Woodman pointed to upcoming changes to the software on its products and the software used in order to edit photos and videos captured with its cameras.

In other words, are GoPro’s mounting problems just do with usability? Woodman thinks so, even if its feigned enthusiasm.

For those on the outside looking in, they do not share that level of enthusiasm.

A Look at GoPro’s Finances, Immediate Future

Seeking Alpha‘s Mark Hibben pegged the question if its management is “clueless about the competition.” In summary, Woodman noted that its rivals aren’t having an impact on its business, which the author thought was complete nonsense. He alluded to both high-end and cheap knockoffs as suggesting the competition is fierce, and it’s likely having an effect on the firm’s bottom line.

After the firm released its latest quarterly earnings reports, experts conceded that falling demand and growing competition were some of the reasons for its tepid performance. Friday’s market selloff should also serve as an indication in investors’ lack of confidence in the company.

Forecasts also show a weak revenue outlook of $160 million, compared to the previous expectations of $298 million.

Also, in April, GoPro will no longer sell its Hero, Hero+ and Hero+ LCD entry-level cameras. This move will cost the firm $57 million in the quarter.

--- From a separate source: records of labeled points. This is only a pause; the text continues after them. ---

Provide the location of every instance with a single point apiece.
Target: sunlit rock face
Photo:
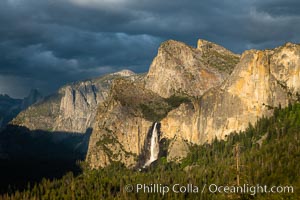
(261, 81)
(182, 69)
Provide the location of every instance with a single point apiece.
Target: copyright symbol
(128, 188)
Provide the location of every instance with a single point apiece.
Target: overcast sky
(47, 43)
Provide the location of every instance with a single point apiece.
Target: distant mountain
(10, 107)
(72, 108)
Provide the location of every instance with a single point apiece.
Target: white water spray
(154, 146)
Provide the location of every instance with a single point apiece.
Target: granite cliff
(177, 74)
(72, 109)
(182, 69)
(195, 95)
(214, 105)
(10, 107)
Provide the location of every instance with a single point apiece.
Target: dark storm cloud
(47, 43)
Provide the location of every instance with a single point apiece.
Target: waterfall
(154, 146)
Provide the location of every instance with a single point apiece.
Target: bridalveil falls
(154, 146)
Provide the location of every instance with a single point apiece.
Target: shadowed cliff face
(10, 108)
(72, 108)
(261, 81)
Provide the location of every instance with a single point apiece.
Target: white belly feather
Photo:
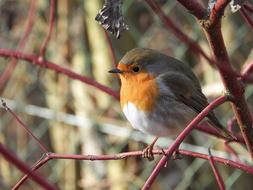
(140, 121)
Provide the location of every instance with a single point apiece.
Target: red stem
(51, 156)
(248, 6)
(42, 147)
(195, 8)
(180, 139)
(212, 131)
(177, 31)
(43, 63)
(6, 74)
(115, 62)
(234, 87)
(217, 175)
(246, 73)
(246, 17)
(50, 31)
(12, 158)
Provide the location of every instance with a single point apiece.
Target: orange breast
(140, 89)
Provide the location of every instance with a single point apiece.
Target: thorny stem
(51, 156)
(50, 30)
(10, 157)
(6, 74)
(212, 27)
(174, 146)
(42, 147)
(217, 175)
(43, 63)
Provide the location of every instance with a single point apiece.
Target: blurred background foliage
(71, 117)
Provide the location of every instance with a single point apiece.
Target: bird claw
(176, 156)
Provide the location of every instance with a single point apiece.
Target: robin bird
(160, 95)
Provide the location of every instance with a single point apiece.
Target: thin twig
(217, 175)
(54, 156)
(57, 68)
(180, 139)
(50, 30)
(10, 157)
(246, 17)
(42, 147)
(6, 74)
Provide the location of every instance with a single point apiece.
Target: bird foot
(147, 152)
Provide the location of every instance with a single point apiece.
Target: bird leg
(147, 152)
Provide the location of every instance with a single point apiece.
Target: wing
(185, 90)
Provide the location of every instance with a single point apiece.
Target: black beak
(115, 71)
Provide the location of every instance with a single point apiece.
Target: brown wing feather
(185, 91)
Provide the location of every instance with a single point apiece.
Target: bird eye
(136, 69)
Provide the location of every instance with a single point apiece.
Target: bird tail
(224, 132)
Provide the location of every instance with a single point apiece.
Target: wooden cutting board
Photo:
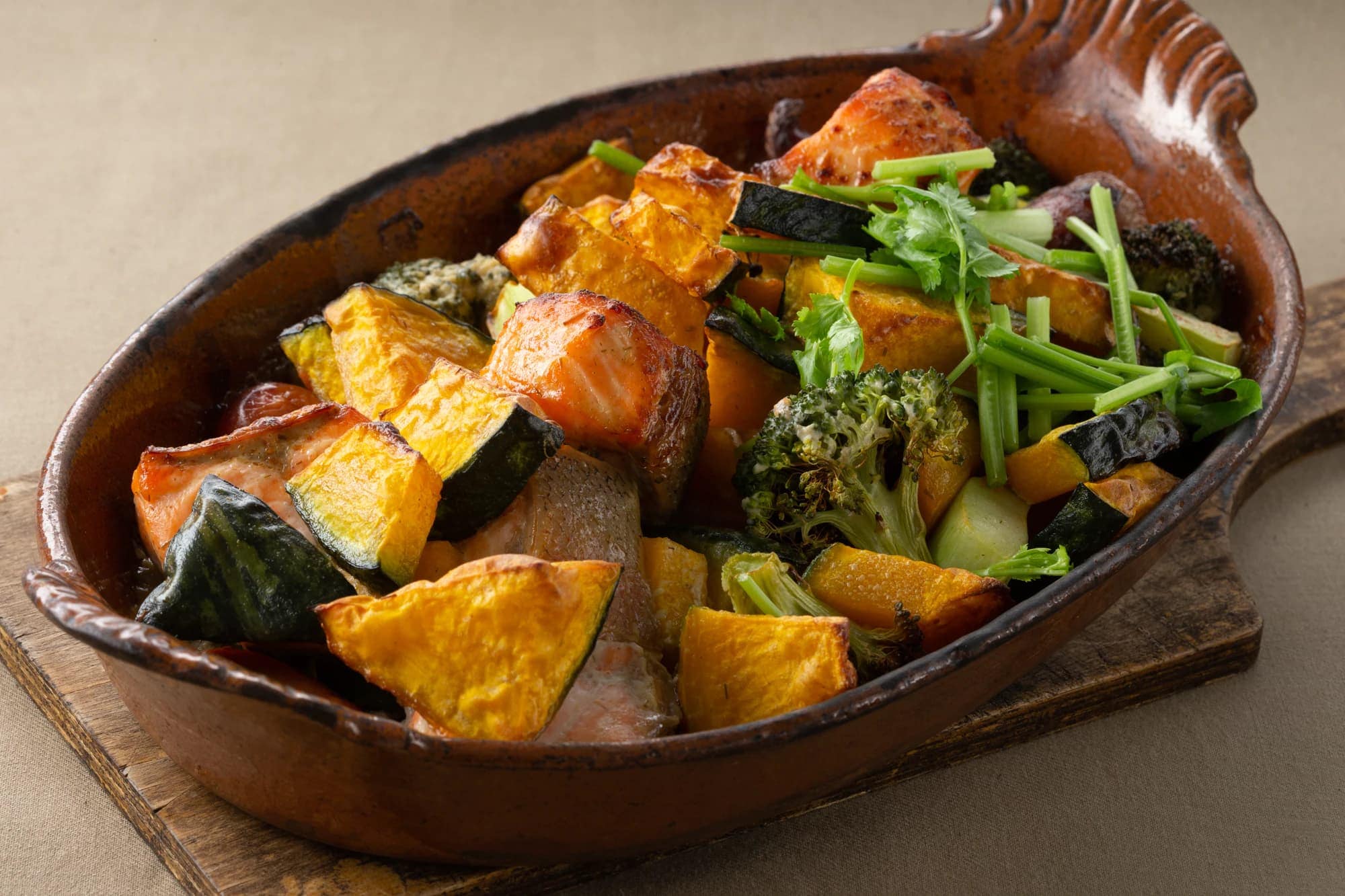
(1186, 623)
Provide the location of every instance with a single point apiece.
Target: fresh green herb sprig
(615, 157)
(761, 319)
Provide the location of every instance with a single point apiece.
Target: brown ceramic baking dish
(1144, 88)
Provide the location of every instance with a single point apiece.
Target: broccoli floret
(1179, 263)
(820, 470)
(462, 290)
(1013, 163)
(765, 584)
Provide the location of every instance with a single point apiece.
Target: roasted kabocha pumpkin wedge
(489, 650)
(747, 372)
(1081, 310)
(371, 499)
(582, 182)
(867, 587)
(891, 116)
(1098, 512)
(599, 210)
(1093, 450)
(236, 571)
(615, 385)
(309, 345)
(736, 667)
(558, 251)
(436, 559)
(258, 458)
(482, 442)
(677, 579)
(676, 245)
(387, 343)
(903, 329)
(693, 181)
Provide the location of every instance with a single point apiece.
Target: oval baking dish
(1143, 88)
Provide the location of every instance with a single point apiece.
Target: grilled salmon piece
(892, 116)
(258, 458)
(579, 507)
(618, 388)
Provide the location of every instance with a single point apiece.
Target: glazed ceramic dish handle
(1159, 50)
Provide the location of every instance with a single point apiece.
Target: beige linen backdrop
(141, 142)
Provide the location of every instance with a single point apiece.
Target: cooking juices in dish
(700, 446)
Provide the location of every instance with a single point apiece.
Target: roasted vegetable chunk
(239, 572)
(614, 384)
(903, 329)
(369, 499)
(579, 507)
(482, 442)
(867, 587)
(584, 181)
(558, 251)
(942, 478)
(264, 400)
(695, 182)
(488, 651)
(677, 580)
(1093, 450)
(309, 345)
(599, 210)
(258, 459)
(675, 244)
(462, 290)
(892, 116)
(738, 669)
(1081, 310)
(387, 343)
(1098, 512)
(743, 385)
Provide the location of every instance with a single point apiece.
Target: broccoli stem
(1140, 388)
(753, 589)
(878, 192)
(1024, 248)
(872, 272)
(789, 247)
(929, 166)
(1075, 261)
(1008, 388)
(619, 159)
(1056, 401)
(988, 413)
(1032, 225)
(1039, 330)
(1031, 564)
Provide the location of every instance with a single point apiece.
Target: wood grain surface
(1184, 624)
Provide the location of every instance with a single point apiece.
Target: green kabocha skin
(462, 290)
(1141, 431)
(778, 353)
(1085, 525)
(500, 467)
(800, 216)
(239, 572)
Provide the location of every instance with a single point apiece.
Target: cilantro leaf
(833, 341)
(761, 319)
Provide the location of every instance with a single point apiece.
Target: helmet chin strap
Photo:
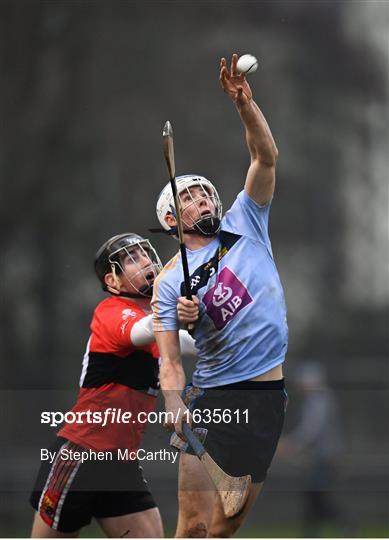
(207, 226)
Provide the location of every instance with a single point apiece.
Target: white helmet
(207, 224)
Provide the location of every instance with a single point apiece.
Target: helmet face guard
(120, 250)
(202, 222)
(206, 223)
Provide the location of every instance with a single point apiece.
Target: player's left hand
(234, 84)
(188, 310)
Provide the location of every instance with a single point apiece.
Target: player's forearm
(259, 138)
(172, 377)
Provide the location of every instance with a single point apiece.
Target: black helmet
(108, 257)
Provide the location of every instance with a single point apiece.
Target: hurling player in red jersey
(119, 374)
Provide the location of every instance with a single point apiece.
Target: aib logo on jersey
(226, 298)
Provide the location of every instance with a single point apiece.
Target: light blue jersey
(242, 330)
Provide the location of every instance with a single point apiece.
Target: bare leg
(146, 524)
(223, 527)
(196, 499)
(40, 529)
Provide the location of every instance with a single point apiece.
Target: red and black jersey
(115, 375)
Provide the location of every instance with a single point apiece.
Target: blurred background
(86, 87)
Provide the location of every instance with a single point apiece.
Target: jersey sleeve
(248, 218)
(164, 304)
(112, 327)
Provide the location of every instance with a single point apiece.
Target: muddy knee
(197, 529)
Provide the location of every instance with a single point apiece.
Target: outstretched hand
(234, 84)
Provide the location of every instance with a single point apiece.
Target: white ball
(247, 64)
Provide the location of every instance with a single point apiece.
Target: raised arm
(260, 179)
(172, 378)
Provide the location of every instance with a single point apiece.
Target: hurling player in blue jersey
(240, 331)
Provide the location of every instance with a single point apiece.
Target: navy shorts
(68, 493)
(240, 424)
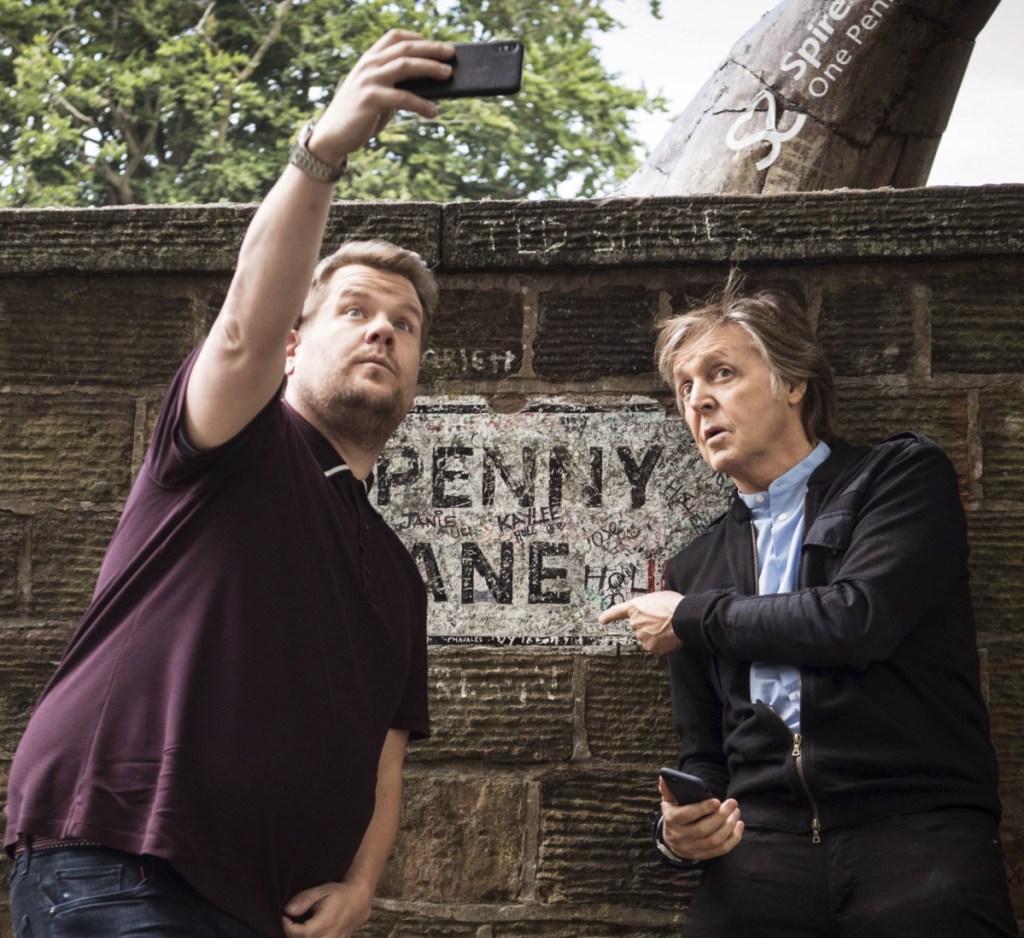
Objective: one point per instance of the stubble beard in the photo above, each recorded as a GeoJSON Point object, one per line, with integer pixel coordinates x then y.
{"type": "Point", "coordinates": [364, 418]}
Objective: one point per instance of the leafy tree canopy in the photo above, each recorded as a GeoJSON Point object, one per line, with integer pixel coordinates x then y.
{"type": "Point", "coordinates": [198, 100]}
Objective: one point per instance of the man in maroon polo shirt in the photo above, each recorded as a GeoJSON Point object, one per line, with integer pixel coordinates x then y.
{"type": "Point", "coordinates": [220, 750]}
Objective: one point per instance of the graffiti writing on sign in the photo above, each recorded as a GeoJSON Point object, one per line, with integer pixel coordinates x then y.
{"type": "Point", "coordinates": [817, 65]}
{"type": "Point", "coordinates": [526, 525]}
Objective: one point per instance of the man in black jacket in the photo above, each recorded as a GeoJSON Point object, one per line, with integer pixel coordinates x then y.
{"type": "Point", "coordinates": [822, 657]}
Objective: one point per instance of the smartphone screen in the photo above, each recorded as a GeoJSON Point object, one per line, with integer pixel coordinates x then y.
{"type": "Point", "coordinates": [687, 790]}
{"type": "Point", "coordinates": [478, 70]}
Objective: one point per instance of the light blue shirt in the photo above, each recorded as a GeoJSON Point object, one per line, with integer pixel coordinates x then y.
{"type": "Point", "coordinates": [778, 522]}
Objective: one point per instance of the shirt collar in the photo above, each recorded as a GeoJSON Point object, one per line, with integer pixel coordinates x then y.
{"type": "Point", "coordinates": [795, 477]}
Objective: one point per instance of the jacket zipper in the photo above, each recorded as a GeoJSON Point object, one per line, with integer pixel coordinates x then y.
{"type": "Point", "coordinates": [798, 757]}
{"type": "Point", "coordinates": [798, 753]}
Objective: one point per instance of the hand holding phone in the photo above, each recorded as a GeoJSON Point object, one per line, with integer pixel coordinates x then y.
{"type": "Point", "coordinates": [687, 790]}
{"type": "Point", "coordinates": [478, 70]}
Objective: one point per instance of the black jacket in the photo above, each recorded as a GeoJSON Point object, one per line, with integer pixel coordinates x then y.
{"type": "Point", "coordinates": [892, 717]}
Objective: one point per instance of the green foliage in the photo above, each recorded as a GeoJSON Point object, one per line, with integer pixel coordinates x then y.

Some changes were made at the executive level, too. GoPro chief financial officer Jack Lazar is stepping down, and will be replaced by former chipmaker Qualcomm executive Brian McGee.

In the end, Woodman is asking investors to take a wait-and-see approach and judge the firm on its 2016 performance. According to Woodman, GoPro will be defined by its simplification and new technology – it will be releasing Karma, a flying drone camera this year.

Will investors heed to his simple request? Time will tell. But if GoPro doesn’t turn the company around in the coming months and post promising numbers then investors will go elsewhere.

Tuesday’s trading session saw GoPro shares climb three percent. It’s gradually trying to return to prominence.